I'm concerned that Panzer is a little thick in the waist. At 5 1/2 months, a growth spurt could be around the corner and he could lose that thickness. 

We feed him based on the bag recommendations and he's eating Diamond Naturals Lamb & Rice Large Breed Puppy Food. Just not sure if he's getting too many calories?


----------



## jakeandrenee (Apr 30, 2010)

Can you post a few pics? I have always read better lean then overweight. Is he active? Swim, long walks???

Jake is almost 70 pounds and just over 6 months. He is perfect right now and maybe could lose a pound or two....he gets 3 to 4 cups adult grain free...how much depends on if he gets Raw and his activity level. Puppy food is much higher in calories, I don't see why you can't switch at this point. Don't forget all the treats he gets a day training. That also adds calories.


----------



## KZoppa (Aug 14, 2010)

jakeandrenee said:


> KZoppa, you just meant that "puppy chow" is LB puppy food, right? Not the actual brand Puppy Chow??


 
honestly i had no clue there was an actual brand of food called "puppy chow". lol.


----------



## KZoppa (Aug 14, 2010)

we were feeding Shasta based on the bag portions and she's still a skinny butt! I swear i've never seen a shepherd puppy without a little fluff on them! Its like she's already entered the full on goofy teenage scrawny puppy stage they hit at like 6 months on through almost 2 years. I'm actually considering uping her portions a little but i'm afraid of that energy boost from the extra calories! She already runs me ragged with the energy she does have! If Shasta gets as big as we're thinking (80+lbs), i'll probably take her off puppy food around six months old but we'll cross that bridge when we come to it. if Panzer's weight is bugging you get a vet opinion who actually knows GSDs and ask him if he feels you should lower the portioning. I know that many dogs can become over weight if they're fed according to the portions on the bag in most cases. Our adult dogs get by just fine on 1- 1 1/2 cups a day with the occassional treat. And even on that feeding amount our male is heavier than he should be so his portions have been lowered and he's exercised way more. And he was exercised a good amount to begin with. I think most of his current weight gain is because he's getting older and his metabolism is slowing down but he is also only going on 6 so who knows. maybe he's just predestined to be a chubby butt.


----------



## Veronica1 (Jun 22, 2010)

So it really all comes down to weight? If the pup is getting too thick, switch to adult?

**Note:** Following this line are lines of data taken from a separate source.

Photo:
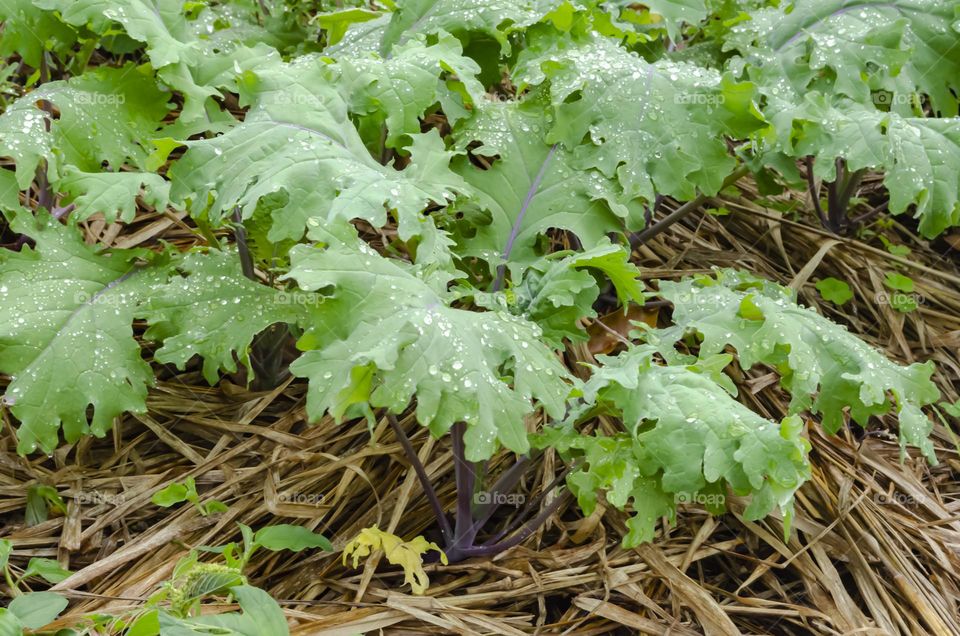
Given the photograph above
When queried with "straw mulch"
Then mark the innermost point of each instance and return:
(874, 548)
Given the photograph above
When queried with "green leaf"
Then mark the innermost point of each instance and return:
(66, 336)
(531, 188)
(9, 623)
(114, 194)
(920, 156)
(290, 537)
(834, 290)
(297, 138)
(9, 192)
(386, 335)
(147, 624)
(494, 18)
(676, 12)
(336, 23)
(175, 493)
(105, 115)
(557, 292)
(898, 282)
(212, 310)
(400, 88)
(40, 499)
(37, 609)
(685, 438)
(853, 48)
(824, 367)
(670, 141)
(261, 615)
(6, 547)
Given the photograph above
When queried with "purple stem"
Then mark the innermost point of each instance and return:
(240, 235)
(505, 483)
(525, 531)
(515, 230)
(418, 467)
(530, 506)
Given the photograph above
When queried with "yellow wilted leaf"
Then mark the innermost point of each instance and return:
(406, 554)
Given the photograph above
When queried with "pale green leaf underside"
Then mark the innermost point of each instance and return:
(297, 139)
(66, 339)
(685, 438)
(210, 309)
(402, 340)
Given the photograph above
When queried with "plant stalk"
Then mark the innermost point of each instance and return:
(683, 211)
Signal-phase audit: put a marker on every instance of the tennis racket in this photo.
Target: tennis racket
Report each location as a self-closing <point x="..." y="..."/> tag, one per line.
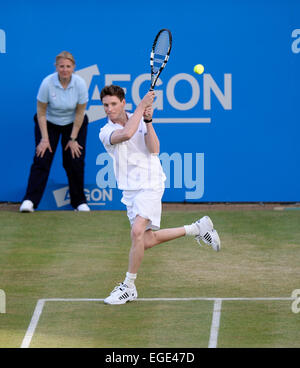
<point x="160" y="54"/>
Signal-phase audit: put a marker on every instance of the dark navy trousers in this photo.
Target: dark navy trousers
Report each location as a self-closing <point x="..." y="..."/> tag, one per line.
<point x="74" y="167"/>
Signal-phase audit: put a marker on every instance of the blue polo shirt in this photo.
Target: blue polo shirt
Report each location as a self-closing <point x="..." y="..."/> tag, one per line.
<point x="62" y="102"/>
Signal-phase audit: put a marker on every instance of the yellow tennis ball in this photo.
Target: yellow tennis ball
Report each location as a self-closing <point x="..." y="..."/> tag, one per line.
<point x="199" y="68"/>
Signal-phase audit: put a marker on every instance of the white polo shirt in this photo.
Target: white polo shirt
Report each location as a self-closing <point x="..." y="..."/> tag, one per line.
<point x="134" y="166"/>
<point x="62" y="102"/>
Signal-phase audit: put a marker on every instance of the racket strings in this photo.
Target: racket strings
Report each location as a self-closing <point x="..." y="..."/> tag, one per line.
<point x="160" y="54"/>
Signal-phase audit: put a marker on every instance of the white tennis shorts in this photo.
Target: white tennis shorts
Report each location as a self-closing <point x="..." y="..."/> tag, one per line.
<point x="145" y="203"/>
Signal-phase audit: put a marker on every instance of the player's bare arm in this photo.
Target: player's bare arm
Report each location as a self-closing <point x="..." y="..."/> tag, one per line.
<point x="151" y="139"/>
<point x="42" y="121"/>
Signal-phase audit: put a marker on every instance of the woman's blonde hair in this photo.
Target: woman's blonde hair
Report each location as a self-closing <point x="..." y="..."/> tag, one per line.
<point x="65" y="55"/>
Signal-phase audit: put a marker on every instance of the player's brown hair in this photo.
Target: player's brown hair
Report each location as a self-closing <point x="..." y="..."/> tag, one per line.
<point x="65" y="55"/>
<point x="112" y="90"/>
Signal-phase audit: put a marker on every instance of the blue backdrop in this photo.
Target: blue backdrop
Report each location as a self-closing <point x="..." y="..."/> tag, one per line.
<point x="228" y="135"/>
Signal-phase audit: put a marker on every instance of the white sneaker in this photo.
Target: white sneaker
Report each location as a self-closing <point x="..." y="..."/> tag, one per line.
<point x="26" y="206"/>
<point x="83" y="207"/>
<point x="207" y="233"/>
<point x="121" y="294"/>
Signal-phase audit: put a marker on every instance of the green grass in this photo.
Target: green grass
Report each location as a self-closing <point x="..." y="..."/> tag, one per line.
<point x="84" y="255"/>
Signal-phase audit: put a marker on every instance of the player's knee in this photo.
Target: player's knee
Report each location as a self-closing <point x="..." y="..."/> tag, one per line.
<point x="137" y="232"/>
<point x="150" y="239"/>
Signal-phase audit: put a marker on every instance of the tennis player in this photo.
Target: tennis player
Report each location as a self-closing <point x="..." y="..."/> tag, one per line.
<point x="132" y="142"/>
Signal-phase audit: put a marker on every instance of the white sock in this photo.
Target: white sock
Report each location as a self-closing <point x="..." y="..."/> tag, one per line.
<point x="129" y="279"/>
<point x="191" y="230"/>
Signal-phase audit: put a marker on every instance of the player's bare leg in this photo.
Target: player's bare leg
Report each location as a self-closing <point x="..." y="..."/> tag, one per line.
<point x="136" y="253"/>
<point x="152" y="238"/>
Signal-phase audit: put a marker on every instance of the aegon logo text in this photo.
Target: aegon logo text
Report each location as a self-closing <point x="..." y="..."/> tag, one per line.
<point x="296" y="42"/>
<point x="192" y="94"/>
<point x="2" y="42"/>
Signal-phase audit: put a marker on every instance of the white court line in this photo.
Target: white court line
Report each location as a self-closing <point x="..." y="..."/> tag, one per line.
<point x="181" y="120"/>
<point x="214" y="326"/>
<point x="33" y="323"/>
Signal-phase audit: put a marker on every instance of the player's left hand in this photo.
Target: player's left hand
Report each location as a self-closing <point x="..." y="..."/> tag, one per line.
<point x="148" y="113"/>
<point x="75" y="148"/>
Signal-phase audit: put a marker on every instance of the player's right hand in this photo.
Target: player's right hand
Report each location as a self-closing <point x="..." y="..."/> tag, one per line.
<point x="148" y="99"/>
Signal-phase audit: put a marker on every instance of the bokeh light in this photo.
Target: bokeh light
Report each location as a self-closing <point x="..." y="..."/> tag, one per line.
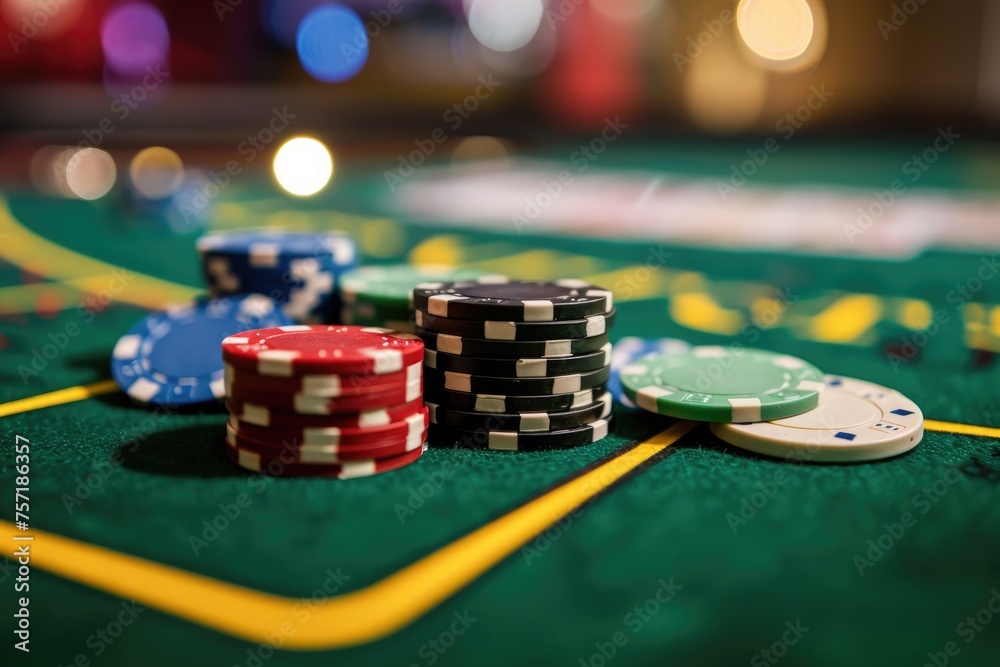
<point x="626" y="10"/>
<point x="134" y="37"/>
<point x="332" y="43"/>
<point x="723" y="93"/>
<point x="156" y="172"/>
<point x="90" y="173"/>
<point x="303" y="166"/>
<point x="480" y="148"/>
<point x="15" y="12"/>
<point x="505" y="25"/>
<point x="783" y="35"/>
<point x="48" y="169"/>
<point x="282" y="17"/>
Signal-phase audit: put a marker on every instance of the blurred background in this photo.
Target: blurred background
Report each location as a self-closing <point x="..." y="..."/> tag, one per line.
<point x="88" y="85"/>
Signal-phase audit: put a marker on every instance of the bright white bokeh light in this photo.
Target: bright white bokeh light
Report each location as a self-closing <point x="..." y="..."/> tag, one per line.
<point x="303" y="166"/>
<point x="505" y="25"/>
<point x="90" y="173"/>
<point x="156" y="172"/>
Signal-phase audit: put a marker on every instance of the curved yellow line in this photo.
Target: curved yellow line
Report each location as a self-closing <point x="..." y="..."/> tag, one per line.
<point x="964" y="429"/>
<point x="60" y="397"/>
<point x="23" y="248"/>
<point x="345" y="620"/>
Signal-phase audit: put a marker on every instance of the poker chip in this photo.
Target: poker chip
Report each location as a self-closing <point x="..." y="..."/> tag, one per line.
<point x="562" y="347"/>
<point x="321" y="384"/>
<point x="532" y="386"/>
<point x="300" y="270"/>
<point x="525" y="442"/>
<point x="304" y="404"/>
<point x="269" y="247"/>
<point x="300" y="349"/>
<point x="630" y="349"/>
<point x="306" y="436"/>
<point x="594" y="325"/>
<point x="716" y="384"/>
<point x="499" y="404"/>
<point x="173" y="358"/>
<point x="393" y="285"/>
<point x="519" y="368"/>
<point x="523" y="422"/>
<point x="270" y="441"/>
<point x="322" y="456"/>
<point x="854" y="421"/>
<point x="519" y="301"/>
<point x="261" y="414"/>
<point x="275" y="466"/>
<point x="516" y="364"/>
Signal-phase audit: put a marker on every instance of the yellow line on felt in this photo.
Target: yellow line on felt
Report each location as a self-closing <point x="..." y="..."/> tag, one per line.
<point x="58" y="397"/>
<point x="23" y="248"/>
<point x="964" y="429"/>
<point x="344" y="620"/>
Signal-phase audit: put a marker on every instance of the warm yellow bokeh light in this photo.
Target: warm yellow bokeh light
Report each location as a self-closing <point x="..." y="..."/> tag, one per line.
<point x="722" y="93"/>
<point x="90" y="173"/>
<point x="480" y="148"/>
<point x="303" y="166"/>
<point x="783" y="35"/>
<point x="157" y="172"/>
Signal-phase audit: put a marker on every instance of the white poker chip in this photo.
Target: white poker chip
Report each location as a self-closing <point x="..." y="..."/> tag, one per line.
<point x="854" y="421"/>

I'll get a couple pictures posted shortly.


----------



## jakeandrenee (Apr 30, 2010)

Well not just weight, it's calories in, calories out....I would say that at 8 months if you want to begin to research the best Adult kibble then I would.
Just keep in mind the cal/phos levels tend to be higher in adult foods so do your research and read labels. If you are going grain free it getting a bit more tricky. I think that you can stay on puppy food but either decrease the amount or up the exercise. Either food be it LB puppy or good adult kibble won't solve weight management for a puppy.


----------



## Veronica1 (Jun 22, 2010)

jakeandrenee said:


> Well not just weight, it's calories in, calories out.....


This is the same thing my doctor tells me - less food, more exercise!


----------